I wondered if fluorine does things besides protect against tooth decay. It does. "Although fluorine is not an essential in mammalian physiology, it plays several important roles and overexposure can cause harm to every major organ system." from chapter 10 of "Essential and Toxic Trace Elements and Vitamins in Human Health" by Nour Mahmoud, et al. published 2020.
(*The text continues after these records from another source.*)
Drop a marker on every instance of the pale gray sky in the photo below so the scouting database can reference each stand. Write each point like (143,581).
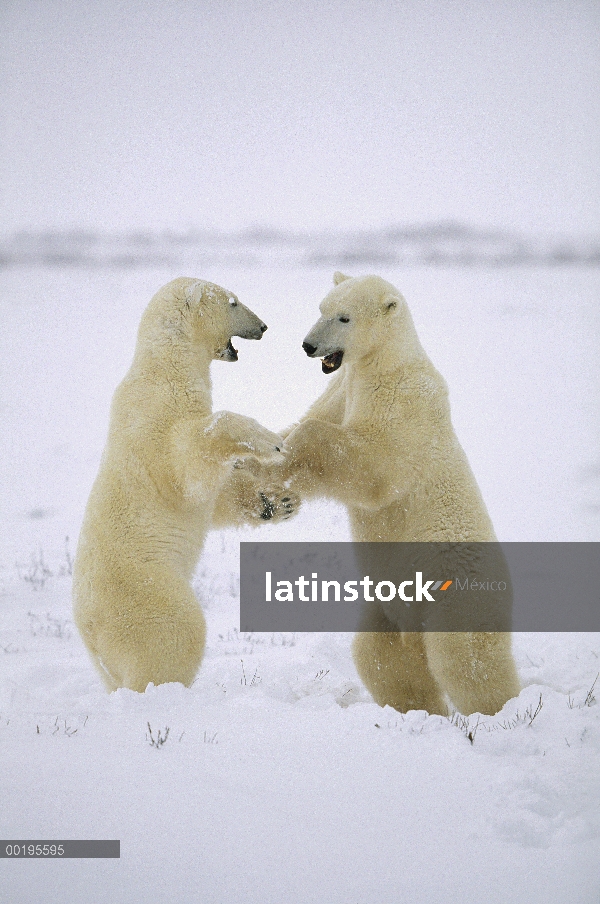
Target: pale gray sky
(293,113)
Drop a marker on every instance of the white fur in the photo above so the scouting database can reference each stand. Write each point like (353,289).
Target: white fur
(380,440)
(166,458)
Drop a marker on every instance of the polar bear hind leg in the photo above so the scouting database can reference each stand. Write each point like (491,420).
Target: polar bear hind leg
(133,650)
(394,667)
(476,670)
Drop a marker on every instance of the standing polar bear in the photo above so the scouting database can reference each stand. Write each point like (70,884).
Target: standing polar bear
(380,441)
(166,460)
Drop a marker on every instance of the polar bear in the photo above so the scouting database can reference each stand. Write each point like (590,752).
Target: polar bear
(166,459)
(380,441)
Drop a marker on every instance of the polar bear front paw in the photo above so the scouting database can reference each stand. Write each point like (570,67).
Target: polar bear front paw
(277,505)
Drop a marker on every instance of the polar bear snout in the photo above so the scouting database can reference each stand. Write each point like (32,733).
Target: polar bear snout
(244,322)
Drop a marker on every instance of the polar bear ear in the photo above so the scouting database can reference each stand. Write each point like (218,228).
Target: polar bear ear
(339,277)
(193,293)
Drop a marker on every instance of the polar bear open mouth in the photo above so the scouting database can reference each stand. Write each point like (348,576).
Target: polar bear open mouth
(331,362)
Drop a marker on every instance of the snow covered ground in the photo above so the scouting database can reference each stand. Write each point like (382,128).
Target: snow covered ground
(279,781)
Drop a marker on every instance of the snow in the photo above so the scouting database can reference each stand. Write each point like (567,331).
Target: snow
(280,781)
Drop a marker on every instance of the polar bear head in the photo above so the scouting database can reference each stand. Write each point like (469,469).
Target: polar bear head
(199,313)
(358,317)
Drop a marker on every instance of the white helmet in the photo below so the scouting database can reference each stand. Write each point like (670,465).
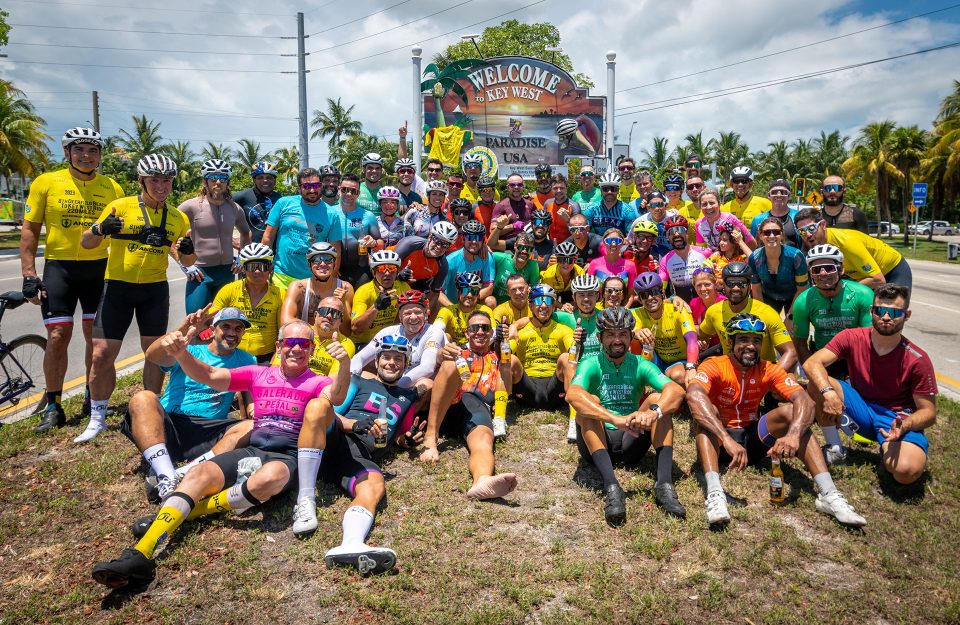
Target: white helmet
(384,257)
(156,165)
(81,135)
(445,231)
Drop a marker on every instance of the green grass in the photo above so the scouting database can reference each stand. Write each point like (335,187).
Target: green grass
(542,556)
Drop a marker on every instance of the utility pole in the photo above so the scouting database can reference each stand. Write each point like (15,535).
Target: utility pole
(302,87)
(96,112)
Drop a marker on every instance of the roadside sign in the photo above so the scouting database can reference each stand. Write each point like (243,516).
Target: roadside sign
(920,193)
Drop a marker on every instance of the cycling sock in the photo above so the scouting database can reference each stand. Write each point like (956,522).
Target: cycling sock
(824,483)
(182,471)
(665,464)
(159,460)
(601,460)
(357,522)
(713,481)
(308,463)
(171,515)
(830,433)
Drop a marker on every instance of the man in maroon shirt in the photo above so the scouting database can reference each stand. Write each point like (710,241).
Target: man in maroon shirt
(891,396)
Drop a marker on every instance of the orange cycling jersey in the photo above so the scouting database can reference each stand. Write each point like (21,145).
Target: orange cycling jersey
(737,392)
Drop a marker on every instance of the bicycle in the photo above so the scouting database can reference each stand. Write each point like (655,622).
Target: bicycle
(21,360)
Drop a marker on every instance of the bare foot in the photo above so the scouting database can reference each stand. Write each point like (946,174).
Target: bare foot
(493,486)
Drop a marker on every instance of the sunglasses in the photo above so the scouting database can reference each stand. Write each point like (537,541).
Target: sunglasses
(891,311)
(292,342)
(330,311)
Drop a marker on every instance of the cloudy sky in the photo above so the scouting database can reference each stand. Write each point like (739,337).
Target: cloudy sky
(226,73)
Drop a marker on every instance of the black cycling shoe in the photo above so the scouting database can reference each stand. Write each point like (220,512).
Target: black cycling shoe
(666,497)
(614,505)
(131,569)
(53,417)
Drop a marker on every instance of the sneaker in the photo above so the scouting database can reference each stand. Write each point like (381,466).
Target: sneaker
(132,568)
(53,417)
(716,503)
(834,454)
(614,505)
(364,558)
(305,518)
(666,497)
(837,506)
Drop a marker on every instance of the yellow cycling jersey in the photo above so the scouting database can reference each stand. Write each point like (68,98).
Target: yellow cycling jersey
(260,338)
(363,300)
(132,261)
(863,255)
(454,321)
(539,349)
(716,318)
(69,207)
(668,331)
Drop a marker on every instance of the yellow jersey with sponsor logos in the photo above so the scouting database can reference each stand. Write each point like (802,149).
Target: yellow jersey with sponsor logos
(69,207)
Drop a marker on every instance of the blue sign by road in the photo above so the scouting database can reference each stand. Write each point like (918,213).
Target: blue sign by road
(919,193)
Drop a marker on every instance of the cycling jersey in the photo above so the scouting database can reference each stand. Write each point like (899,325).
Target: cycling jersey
(69,207)
(669,331)
(716,318)
(849,308)
(737,392)
(135,262)
(539,349)
(620,388)
(453,320)
(363,300)
(260,338)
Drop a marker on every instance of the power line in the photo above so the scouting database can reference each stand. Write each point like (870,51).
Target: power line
(801,47)
(719,93)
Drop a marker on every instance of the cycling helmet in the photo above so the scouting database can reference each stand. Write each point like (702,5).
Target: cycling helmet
(615,318)
(413,296)
(609,179)
(648,280)
(566,249)
(745,323)
(263,167)
(384,257)
(388,193)
(735,270)
(156,165)
(585,283)
(468,280)
(825,252)
(321,247)
(255,252)
(473,227)
(404,163)
(445,231)
(215,166)
(81,135)
(371,158)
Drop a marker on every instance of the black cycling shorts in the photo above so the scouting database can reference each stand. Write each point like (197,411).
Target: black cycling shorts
(66,283)
(122,300)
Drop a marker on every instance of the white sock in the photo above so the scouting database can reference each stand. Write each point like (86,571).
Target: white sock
(713,481)
(181,471)
(159,459)
(824,483)
(308,464)
(357,522)
(830,433)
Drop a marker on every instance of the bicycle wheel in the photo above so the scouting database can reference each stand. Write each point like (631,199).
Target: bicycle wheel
(23,362)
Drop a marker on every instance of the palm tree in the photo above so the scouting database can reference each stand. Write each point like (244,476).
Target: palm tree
(335,123)
(871,161)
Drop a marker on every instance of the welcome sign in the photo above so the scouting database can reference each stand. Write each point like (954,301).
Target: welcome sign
(526,111)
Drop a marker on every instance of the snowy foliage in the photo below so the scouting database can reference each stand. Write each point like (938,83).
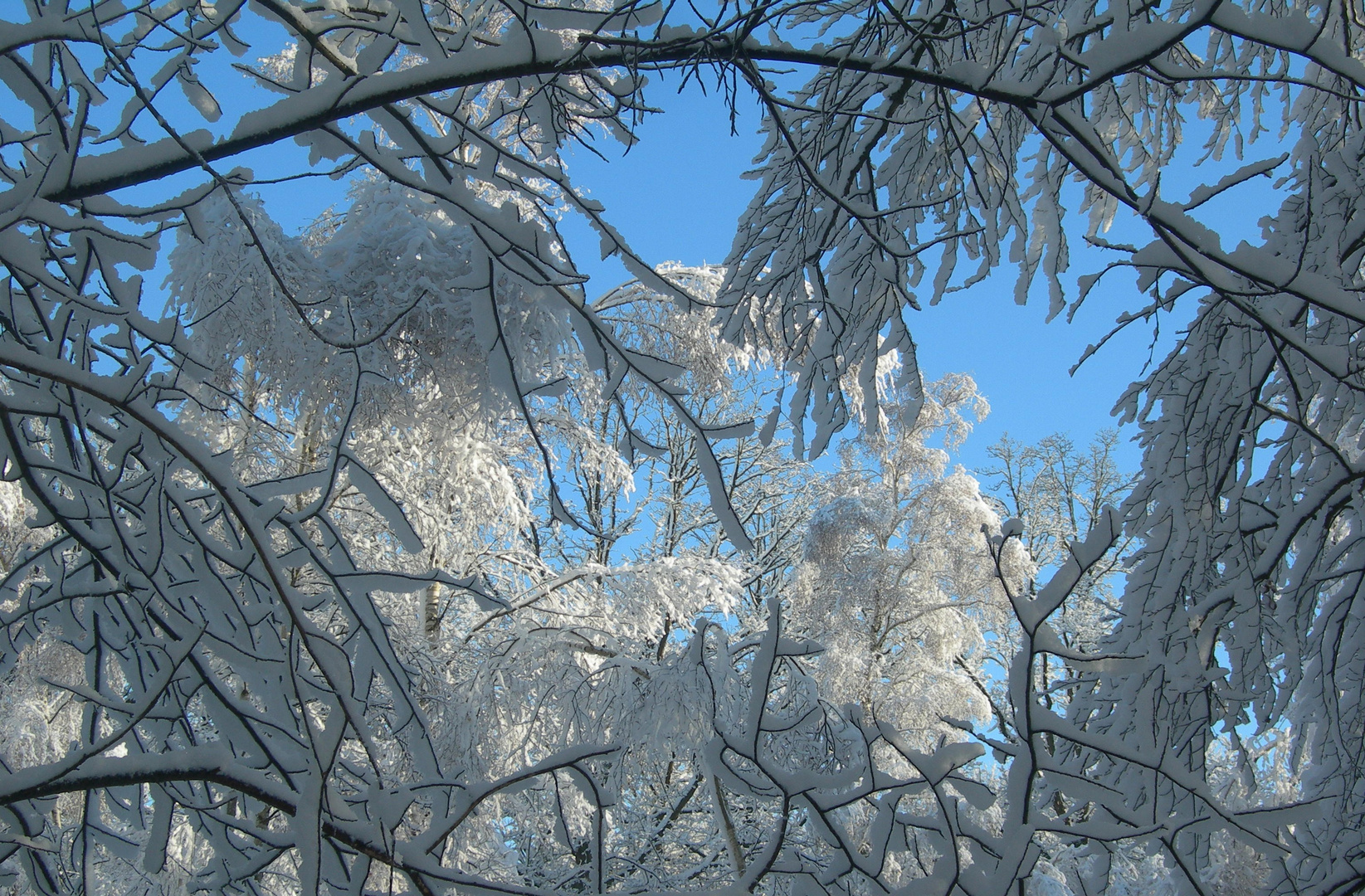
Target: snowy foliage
(385,558)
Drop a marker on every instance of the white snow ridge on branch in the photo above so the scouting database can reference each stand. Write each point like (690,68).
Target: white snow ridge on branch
(387,557)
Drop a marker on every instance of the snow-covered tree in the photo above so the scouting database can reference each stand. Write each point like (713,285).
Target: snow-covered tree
(250,489)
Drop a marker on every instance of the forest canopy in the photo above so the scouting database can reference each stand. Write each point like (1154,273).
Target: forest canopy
(392,555)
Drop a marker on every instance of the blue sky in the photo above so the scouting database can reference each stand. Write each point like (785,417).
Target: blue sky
(677,194)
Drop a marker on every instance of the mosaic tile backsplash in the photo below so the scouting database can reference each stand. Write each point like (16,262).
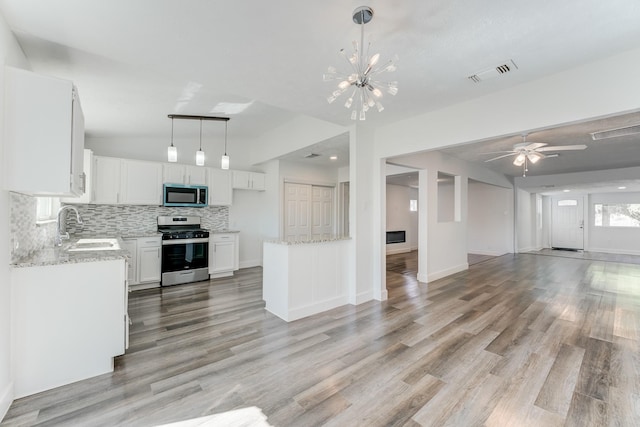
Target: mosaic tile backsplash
(26,236)
(99,220)
(130,220)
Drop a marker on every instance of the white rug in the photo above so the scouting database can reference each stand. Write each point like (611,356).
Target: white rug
(245,417)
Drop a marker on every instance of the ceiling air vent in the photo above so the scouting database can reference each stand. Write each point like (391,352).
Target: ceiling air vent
(614,133)
(496,71)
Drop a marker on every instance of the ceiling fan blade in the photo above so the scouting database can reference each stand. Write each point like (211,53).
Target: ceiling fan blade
(535,145)
(500,157)
(563,148)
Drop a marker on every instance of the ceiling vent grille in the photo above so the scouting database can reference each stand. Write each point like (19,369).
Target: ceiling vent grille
(496,71)
(614,133)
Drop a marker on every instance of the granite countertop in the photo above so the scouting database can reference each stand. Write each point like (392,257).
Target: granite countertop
(307,242)
(60,255)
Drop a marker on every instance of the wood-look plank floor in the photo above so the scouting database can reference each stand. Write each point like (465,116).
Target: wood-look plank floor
(522,340)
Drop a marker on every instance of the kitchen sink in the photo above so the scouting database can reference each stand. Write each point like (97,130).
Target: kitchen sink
(94,245)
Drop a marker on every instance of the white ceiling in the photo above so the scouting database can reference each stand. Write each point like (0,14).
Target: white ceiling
(134,62)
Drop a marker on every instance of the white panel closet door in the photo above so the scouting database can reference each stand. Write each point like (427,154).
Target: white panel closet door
(297,212)
(567,217)
(322,217)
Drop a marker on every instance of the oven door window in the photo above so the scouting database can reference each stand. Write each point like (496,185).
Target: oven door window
(185,257)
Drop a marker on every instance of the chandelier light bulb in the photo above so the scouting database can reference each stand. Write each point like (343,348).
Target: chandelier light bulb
(362,74)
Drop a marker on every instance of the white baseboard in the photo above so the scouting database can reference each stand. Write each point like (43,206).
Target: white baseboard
(527,249)
(250,263)
(614,251)
(488,253)
(6,399)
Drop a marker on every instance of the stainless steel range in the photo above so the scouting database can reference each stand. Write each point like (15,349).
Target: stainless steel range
(185,250)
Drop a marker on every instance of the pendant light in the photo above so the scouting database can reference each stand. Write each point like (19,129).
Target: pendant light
(200,153)
(172,152)
(224,161)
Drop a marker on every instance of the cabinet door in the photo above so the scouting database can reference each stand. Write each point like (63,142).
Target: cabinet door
(223,257)
(106,180)
(40,155)
(173,174)
(88,181)
(141,183)
(196,175)
(149,259)
(220,193)
(131,245)
(241,180)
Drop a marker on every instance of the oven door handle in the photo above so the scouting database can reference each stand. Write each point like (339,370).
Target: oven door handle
(185,241)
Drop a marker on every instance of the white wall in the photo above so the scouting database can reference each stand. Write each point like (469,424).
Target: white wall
(619,240)
(11,54)
(525,220)
(399,217)
(490,219)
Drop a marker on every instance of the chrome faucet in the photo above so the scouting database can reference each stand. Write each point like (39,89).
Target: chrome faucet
(60,235)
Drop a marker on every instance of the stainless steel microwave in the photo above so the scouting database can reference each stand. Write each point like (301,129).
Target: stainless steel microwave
(194,196)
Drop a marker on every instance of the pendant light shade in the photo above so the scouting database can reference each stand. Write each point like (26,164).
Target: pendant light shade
(224,161)
(200,153)
(172,151)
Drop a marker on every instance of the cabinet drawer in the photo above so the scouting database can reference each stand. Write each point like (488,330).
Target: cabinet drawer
(149,242)
(222,237)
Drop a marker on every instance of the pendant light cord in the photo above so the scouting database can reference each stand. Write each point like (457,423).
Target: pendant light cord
(225,137)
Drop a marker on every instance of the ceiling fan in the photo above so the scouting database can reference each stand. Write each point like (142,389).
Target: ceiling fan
(526,152)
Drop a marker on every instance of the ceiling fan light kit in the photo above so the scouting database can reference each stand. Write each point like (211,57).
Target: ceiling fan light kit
(532,152)
(361,80)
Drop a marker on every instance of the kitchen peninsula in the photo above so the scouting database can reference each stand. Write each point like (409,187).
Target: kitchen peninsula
(304,278)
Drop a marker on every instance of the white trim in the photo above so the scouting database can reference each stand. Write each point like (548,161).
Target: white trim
(6,399)
(613,251)
(251,263)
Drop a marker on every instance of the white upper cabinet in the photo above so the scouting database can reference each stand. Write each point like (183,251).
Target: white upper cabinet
(220,193)
(173,173)
(243,180)
(44,135)
(140,183)
(88,185)
(106,180)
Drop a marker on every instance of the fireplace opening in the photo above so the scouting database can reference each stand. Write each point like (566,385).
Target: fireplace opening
(396,237)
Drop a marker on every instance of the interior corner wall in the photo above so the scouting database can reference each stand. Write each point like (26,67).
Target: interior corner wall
(525,203)
(11,54)
(490,219)
(400,218)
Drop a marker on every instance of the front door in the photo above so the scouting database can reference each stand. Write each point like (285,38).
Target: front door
(567,219)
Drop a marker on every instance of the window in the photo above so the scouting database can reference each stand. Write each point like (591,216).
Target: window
(46,209)
(617,215)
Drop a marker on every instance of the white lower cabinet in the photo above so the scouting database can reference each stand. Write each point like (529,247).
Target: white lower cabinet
(223,254)
(68,323)
(146,259)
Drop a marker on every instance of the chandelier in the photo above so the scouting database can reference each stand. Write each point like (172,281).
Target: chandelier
(361,79)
The book covers "routes of human exposure to fluorine, the beneficial effects..., metabolism, cellular processes affected by fluoride, and how organ systems and disease processes are modulated by homeostatic and pathologic fluoride exposure." Very cool! I'll look into getting this book or an older edition if there is one.
And I wondered if it is possible to be deficient in fluorine besides its effect on teeth. Evidently, it might just not be an issue because it is ubiquitous in the atmosphere and hydrosphere, and in soils and plants. That needs more looking into. Also, its relationship to Iodine in the body - hopefully, that will be in the book.
And way down the rabbit trails....
It is pretty easy to make tooth powder if you are worried about fluorine in toothpaste too. And a lot less expensive, I think - I'm not too sure about that part, i was given the clay. I think the tooth powder is better than baking soda or salt or toothpaste. I'm not particularly worried about the fluorine; I looked it up as a way to ditch the plastic tubes toothpaste comes in.